Print version ISSN 0038-2353
S. Afr. j. sci. vol.104 n.5-6 Pretoria May./Jun. 2008
A. MoussaouiI, II, *; P. AugerI; M. KhaladiIII; N. GhoualiII
IIRD UR GEODES Centre IRD de l'Île de France, 32 Avenue Henri Varagnat, 93143 Bondy Cedex, France
IIDépartement de mathématiques, Faculté des Sciences, Université Aboubekr Belkaid-Tlemcen, Algeria
IIIDépartement de Mathématiques, Faculté des Sciences Semlalia, Université Cadi Ayyad de Marrakech, Morocco
We present a multiregional Leslie matrix population model for an age-structured population in a heterogeneous environment of patches connected by migrations. The aim of the model is to take into account the time of residence of individuals in the patches. We present an application of the model in ecotoxicology. We consider a population located on two patches with a polluted patch whereas the other one is unpolluted. We study the effects of pollutant concentration and of the time of residence in the polluted patch on the global population growth rate. The model could be generalized to the case of N patches (N > 2) for Salmo trutta and cadmium concentration.
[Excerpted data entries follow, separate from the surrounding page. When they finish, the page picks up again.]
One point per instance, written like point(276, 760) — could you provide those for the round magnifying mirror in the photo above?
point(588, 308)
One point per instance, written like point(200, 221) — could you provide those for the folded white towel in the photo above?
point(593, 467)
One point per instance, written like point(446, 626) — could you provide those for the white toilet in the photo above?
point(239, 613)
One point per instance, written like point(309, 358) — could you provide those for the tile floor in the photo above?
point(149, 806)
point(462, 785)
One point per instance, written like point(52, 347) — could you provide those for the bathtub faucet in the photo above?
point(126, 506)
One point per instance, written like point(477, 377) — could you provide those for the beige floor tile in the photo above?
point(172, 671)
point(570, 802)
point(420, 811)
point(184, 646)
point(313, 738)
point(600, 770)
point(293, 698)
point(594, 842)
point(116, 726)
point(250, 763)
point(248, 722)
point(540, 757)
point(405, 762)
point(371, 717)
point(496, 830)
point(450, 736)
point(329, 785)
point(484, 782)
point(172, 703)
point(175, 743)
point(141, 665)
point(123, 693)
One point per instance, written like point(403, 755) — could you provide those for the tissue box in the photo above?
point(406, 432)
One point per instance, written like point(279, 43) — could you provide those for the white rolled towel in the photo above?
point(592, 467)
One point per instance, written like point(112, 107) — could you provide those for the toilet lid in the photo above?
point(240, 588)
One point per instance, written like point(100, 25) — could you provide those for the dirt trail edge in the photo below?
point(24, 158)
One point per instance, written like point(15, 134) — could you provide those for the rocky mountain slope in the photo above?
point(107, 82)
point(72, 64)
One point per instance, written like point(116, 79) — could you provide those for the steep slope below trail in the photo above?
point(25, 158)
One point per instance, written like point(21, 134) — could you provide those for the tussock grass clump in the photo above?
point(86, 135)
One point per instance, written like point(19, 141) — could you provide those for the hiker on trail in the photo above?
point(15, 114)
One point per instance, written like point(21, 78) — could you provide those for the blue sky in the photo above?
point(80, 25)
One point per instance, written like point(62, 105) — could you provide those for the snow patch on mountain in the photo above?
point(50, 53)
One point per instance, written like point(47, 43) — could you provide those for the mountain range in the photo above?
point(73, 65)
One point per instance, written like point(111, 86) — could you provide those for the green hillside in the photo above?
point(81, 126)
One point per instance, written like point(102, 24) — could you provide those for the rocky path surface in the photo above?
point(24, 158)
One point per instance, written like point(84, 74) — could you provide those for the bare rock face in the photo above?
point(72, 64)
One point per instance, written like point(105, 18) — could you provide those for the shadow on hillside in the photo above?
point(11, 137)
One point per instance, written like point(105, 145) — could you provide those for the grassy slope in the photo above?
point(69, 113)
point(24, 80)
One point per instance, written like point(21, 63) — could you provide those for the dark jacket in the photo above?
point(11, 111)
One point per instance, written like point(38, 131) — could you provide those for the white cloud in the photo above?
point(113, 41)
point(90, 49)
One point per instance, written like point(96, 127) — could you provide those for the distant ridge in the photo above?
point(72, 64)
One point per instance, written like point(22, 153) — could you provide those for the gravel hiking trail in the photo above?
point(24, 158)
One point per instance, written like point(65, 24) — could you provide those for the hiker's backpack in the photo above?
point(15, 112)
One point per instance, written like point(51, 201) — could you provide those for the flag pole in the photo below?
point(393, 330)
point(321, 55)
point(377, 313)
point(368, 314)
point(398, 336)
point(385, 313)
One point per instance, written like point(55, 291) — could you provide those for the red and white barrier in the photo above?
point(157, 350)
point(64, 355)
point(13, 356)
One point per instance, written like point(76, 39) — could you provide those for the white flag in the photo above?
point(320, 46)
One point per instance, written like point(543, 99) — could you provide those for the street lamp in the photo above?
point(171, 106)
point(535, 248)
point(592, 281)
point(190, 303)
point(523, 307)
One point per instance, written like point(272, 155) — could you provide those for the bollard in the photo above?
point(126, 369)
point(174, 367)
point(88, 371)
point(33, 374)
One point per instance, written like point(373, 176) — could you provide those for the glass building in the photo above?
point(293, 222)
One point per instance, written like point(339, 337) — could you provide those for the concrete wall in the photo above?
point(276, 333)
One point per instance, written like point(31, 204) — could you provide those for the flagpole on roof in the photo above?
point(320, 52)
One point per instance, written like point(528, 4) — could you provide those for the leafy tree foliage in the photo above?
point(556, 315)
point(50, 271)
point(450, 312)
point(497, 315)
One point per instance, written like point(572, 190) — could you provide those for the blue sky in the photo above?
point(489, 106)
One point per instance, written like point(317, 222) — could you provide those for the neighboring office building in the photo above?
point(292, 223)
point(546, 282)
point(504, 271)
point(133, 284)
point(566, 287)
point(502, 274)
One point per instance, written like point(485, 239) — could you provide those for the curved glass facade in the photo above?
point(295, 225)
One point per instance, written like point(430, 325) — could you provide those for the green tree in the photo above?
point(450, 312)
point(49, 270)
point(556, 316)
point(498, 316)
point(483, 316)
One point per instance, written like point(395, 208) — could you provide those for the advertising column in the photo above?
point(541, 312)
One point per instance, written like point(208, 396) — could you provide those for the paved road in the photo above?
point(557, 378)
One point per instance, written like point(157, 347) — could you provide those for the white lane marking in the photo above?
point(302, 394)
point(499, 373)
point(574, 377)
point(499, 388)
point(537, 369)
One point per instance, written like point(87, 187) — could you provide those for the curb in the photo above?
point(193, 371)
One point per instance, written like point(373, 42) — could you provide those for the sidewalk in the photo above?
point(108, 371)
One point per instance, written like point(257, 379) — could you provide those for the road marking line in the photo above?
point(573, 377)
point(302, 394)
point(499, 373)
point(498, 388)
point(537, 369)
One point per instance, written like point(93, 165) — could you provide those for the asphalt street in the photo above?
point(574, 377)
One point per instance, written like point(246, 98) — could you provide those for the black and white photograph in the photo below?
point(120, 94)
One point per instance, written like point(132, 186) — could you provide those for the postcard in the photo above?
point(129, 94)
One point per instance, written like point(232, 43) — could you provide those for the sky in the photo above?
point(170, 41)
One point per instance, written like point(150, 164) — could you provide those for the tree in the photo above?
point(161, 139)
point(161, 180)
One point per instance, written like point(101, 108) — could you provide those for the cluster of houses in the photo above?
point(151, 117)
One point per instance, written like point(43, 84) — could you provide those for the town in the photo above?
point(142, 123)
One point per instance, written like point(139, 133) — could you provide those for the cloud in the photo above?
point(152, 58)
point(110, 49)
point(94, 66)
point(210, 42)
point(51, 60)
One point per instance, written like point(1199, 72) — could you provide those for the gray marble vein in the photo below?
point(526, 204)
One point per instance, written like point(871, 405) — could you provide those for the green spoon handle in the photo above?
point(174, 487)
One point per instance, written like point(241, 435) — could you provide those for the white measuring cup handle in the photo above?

Structured population models of discrete type have received varying degrees of attention. Ecologists, mathematicians and population biologists have observed that structure variables provide more realistic results than global models at reasonable computational expenses for a wide variety of biological populations. For example, biologists have observed that most exploited fish populations migrate or are confined to some preferential habitats at certain stages of their life cycle. Fishermen may follow some of these spatial and seasonal patterns, in which case the spatio-temporal distribution of fishing effort is closely tied to that of fish abundance.1 We therefore need a state vector giving the number of individuals of different ages and at different locations. A list of ecological applications can be found in refs 24.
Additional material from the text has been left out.